We’ve had fusion on our minds quite a lot here at Physics World in recent months.

First we published “Hot fusion” – a great feature by Steve Cowley, chief executive of the UK Atomic Energy Authority at the Culham Centre for Fusion Energy, in which he expresses his optimism that ITER – the huge international fusion experiment being built in France – “will achieve its goal of a burning plasma in the mid-2020s”.

While Cowley examined some of the technical challenges in building ITER, we then hooked up with Sir Christopher Llewellyn Smith who outlined ITER’s many political and financial challenges in a special video interview “ITER – a fusion facility worth building”.

Getting a huge multinational project like ITER off the ground is never easy and Sir Chris – who was chair of ITER council until last year – does a good job of making the case that ITER is a project worth pursuing, despite its price tag of €13bn (and rising). “We cannot afford not to develop fusion,” Sir Chris insists.

In a second video interview “Fusion: from here to reality”, I spoke to David Ward from the Culham Centre for Fusion Energy (CCFE) in the UK, who’s been involved in the fusion game for 25 years. He talked about some of the challenges in going from ITER to a working fusion plant, dubbed DEMO. What’s interesting is that he predicts not just one version of DEMO, but lots, with China and India potentially leading the way.

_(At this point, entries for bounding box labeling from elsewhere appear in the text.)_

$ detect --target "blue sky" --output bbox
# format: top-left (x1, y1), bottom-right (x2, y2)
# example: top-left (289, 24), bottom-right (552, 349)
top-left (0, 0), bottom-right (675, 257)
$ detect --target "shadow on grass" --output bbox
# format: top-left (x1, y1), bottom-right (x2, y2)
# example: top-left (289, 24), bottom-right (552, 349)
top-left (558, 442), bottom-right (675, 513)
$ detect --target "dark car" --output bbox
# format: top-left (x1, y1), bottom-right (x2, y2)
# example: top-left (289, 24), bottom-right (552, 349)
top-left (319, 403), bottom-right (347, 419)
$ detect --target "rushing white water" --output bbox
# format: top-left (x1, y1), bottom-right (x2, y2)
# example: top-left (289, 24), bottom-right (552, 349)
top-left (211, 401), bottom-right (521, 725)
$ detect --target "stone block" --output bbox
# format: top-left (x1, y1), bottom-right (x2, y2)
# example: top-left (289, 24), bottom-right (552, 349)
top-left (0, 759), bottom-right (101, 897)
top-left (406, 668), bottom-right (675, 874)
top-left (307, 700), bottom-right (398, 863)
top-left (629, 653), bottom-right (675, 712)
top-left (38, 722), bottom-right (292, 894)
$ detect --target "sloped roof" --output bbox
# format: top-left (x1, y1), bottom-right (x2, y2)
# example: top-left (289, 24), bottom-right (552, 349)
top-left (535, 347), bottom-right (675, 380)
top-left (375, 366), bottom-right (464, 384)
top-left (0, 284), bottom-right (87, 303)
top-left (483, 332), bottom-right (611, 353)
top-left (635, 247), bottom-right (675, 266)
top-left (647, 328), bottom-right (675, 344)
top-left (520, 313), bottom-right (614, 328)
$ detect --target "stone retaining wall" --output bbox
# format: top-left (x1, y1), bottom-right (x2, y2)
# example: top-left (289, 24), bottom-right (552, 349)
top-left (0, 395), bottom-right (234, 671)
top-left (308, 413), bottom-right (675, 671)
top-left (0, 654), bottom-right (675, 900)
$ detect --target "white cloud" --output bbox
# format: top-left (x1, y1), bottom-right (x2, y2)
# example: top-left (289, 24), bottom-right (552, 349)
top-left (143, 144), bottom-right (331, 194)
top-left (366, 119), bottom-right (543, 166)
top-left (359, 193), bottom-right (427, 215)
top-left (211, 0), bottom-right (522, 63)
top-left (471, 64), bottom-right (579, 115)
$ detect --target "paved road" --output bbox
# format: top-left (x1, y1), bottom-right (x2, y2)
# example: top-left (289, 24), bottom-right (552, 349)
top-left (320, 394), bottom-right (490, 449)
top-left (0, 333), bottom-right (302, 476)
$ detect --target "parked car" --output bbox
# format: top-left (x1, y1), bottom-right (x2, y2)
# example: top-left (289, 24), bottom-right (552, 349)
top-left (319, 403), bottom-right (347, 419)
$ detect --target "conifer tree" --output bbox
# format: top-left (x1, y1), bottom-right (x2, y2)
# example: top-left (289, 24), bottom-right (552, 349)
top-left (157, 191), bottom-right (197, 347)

But fusion research, like all scientific research, would be nowhere without public funding and public support. In our third fusion video “A passion for fusion: nuclear research and science communication”, former CCFE researcher Melanie Windridge describes some of the challenges in communicating the excitement of fusion research to the public – and to school children in particular.

The Institute of Physics, which publishes, selected Windridge as this year’s Schools Lecturer, a role that has seen her travelling the UK delivering an interactive lecture show about fusion energy to more than 13,000 school students between the ages of 14 and 16.

She talks passionately about her role as a science communicator and offers plenty of practical tips for researchers who want to communicate their work to a more general audience.

Summing up her 2010 lecture tour, Windridge believes that she is lucky with her area of expertise. “Fusion is inherently very interesting and energy is a very emotive subject, so it’s relevant to people’s lives,” she says.